Burza wokół edukacji zdrowotnej. Tak muszą sobie radzić nauczyciele
Rozpoczęcie roku szkolnego 2025/2026 już za nami, a nowy przedmiot, jakim jest edukacja zdrowotna, wciąż wzbudza kontrowersje. Tym razem w związku z brakiem podręcznika do nauki tego przedmiotu. "Nauczyciel ma możliwość prowadzenia zajęć bez podręcznika" - czytamy w mailu od MEN.
1 września 2025 roku w szkołach podstawowych i ponadpodstawowych pojawił się nowy przedmiot. Edukacja zdrowotna zastąpiła wychowanie do życia w rodzinie (WDŻ). Mimo że miała być "przełomem" i jednym z ważniejszych przedmiotów w szkołach, coraz więcej rodziców wypisuje z niej swoje dzieci. Jak się okazuje, wciąż nie przygotowano podręcznika, na którym nauczyciele mogliby się oprzeć w prowadzonych zajęciach.
Brak podręcznika do edukacji zdrowotnej
- Pierwotnie miał być to (edukacja zdrowotna - przyp. red.) przedmiot obowiązkowy, teraz do 25 września można złożyć deklarację o rezygnacji. To sprawia problemy organizacyjne po stronie szkoły, dyrektora, związane z ułożeniem planu. Drugim problemem są wakaty i w ogóle obsadzenie nauczycieli, których brakuje do wszystkich przedmiotów - powiedziała WP Magdalena Kaszulanis, rzecznik prasowy ZNP.
Dalsza część artykułu pod materiałem wideo
"Będzie problem. I to spory". Wiceszefowa ZNP o opiece nad uczniami
Na dwóch problemach się jednak nie kończy. Trzecim okazuje się brak podręcznika do edukacji zdrowotnej, który ułatwiłby nauczycielom przeprowadzanie lekcji na tematy, jakie zostały wpisane do podstawy programowej.
Wirtualna Polska skontaktowała się w tej sprawie z Wydziałem Informacyjno-Prasowym Ministerstwa Edukacji Narodowej. W odpowiedzi otrzymaliśmy informację, że podręcznika jak na razie nie ma, a jeżeli będzie, to tylko dla szkół ponadpodstawowych.
"Minister Edukacji ustala podstawę programową w formie rozporządzenia, która stanowi zbiór celów i treści nauczania, na podstawie której program nauczania jest przygotowywany przez nauczyciela lub zespół nauczycieli prowadzących dane lekcje.

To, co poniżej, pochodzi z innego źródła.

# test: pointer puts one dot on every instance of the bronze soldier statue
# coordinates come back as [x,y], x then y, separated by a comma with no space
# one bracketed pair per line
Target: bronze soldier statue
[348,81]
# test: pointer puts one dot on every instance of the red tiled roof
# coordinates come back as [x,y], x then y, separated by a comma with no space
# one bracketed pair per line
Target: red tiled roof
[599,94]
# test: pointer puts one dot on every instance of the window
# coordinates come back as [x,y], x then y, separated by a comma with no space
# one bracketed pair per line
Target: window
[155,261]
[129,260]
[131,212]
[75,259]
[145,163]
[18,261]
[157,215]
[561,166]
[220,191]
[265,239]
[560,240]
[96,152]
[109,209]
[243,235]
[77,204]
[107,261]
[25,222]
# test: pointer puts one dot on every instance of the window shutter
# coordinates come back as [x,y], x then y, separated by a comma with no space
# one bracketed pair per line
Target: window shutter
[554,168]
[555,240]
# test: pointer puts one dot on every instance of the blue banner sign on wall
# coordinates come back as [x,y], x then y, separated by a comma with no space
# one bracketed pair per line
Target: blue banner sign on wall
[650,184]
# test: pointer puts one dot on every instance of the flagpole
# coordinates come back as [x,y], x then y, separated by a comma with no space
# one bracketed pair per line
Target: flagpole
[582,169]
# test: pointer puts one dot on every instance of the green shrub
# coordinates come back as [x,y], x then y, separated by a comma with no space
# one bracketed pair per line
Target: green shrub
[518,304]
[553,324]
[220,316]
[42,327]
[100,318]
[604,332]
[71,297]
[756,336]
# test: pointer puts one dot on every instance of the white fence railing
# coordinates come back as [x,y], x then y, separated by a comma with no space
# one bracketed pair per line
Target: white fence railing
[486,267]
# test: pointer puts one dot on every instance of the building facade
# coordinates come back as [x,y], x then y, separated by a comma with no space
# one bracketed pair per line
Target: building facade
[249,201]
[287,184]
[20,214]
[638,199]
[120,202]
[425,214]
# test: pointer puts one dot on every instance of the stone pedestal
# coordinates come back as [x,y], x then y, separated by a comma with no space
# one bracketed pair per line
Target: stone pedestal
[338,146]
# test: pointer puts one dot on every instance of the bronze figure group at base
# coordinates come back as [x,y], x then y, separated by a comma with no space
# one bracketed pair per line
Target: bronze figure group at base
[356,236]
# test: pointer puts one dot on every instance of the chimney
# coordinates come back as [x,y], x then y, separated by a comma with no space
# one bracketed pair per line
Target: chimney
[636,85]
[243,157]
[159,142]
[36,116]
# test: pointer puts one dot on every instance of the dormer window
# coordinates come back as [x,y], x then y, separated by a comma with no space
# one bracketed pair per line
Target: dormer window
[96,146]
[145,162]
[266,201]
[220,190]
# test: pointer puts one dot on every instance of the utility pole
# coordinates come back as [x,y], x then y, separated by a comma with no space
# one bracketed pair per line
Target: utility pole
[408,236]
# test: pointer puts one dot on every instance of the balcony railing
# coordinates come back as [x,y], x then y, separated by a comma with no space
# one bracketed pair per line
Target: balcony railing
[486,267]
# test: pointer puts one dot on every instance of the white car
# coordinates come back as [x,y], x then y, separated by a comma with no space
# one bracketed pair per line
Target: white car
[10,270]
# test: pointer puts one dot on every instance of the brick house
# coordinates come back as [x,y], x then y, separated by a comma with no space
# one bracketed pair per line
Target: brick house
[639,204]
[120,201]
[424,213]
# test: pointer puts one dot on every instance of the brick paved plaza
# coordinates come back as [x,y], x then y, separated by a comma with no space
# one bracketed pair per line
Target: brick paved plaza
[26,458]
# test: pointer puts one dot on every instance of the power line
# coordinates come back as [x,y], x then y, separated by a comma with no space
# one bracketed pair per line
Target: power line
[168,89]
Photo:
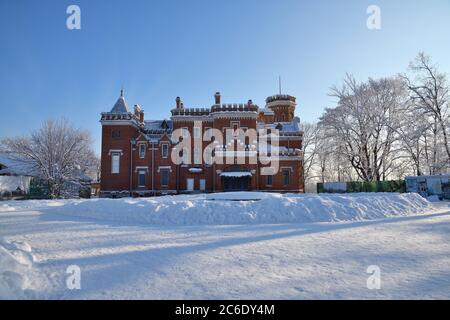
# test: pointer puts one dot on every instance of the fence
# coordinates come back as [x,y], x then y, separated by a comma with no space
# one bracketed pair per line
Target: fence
[362,186]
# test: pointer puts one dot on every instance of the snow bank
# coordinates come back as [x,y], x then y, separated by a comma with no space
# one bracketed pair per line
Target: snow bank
[16,261]
[246,208]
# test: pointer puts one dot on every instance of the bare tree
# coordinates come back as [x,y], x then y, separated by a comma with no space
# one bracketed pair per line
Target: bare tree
[364,124]
[430,94]
[309,149]
[57,153]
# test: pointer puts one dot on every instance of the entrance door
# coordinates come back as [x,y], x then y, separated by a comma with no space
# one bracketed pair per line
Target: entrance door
[190,185]
[202,185]
[235,184]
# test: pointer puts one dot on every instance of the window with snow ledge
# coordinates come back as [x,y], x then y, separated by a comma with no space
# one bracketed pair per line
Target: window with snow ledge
[142,151]
[286,176]
[165,150]
[115,134]
[115,162]
[164,178]
[141,178]
[269,180]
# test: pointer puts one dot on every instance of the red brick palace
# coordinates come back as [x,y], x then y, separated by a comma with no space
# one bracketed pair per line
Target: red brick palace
[202,149]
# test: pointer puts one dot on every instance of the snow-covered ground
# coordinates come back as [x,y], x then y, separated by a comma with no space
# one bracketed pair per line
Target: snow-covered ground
[246,245]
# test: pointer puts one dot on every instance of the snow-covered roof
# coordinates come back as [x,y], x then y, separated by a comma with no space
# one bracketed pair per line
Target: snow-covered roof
[121,105]
[267,111]
[156,125]
[236,174]
[284,127]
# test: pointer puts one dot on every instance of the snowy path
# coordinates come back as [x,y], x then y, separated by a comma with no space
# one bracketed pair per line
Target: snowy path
[283,261]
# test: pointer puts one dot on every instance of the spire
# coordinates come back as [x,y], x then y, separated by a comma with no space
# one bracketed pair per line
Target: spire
[121,105]
[279,84]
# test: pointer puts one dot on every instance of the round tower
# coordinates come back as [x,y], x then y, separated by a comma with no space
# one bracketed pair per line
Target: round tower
[283,106]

Dyrektor szkoły, po zasięgnięciu opinii rady pedagogicznej, dopuszcza program nauczania do użytku w danej szkole.
Przepisy oświatowe nie wskazują obowiązku korzystania z podręcznika. Nauczyciel ma wybór czy pracować z podręcznikiem spośród dopuszczonych do użytku szkolnego, ale także możliwość prowadzenia zajęć bez podręcznika, realizując program nauczania w inny sposób lub korzystając z innych pomocy dydaktycznych. Decyzja o korzystaniu z podręcznika należy do nauczyciela, który może też stosować autorskie materiały lub inne pomoce dydaktyczne" - przekazano w odpowiedzi mailowej.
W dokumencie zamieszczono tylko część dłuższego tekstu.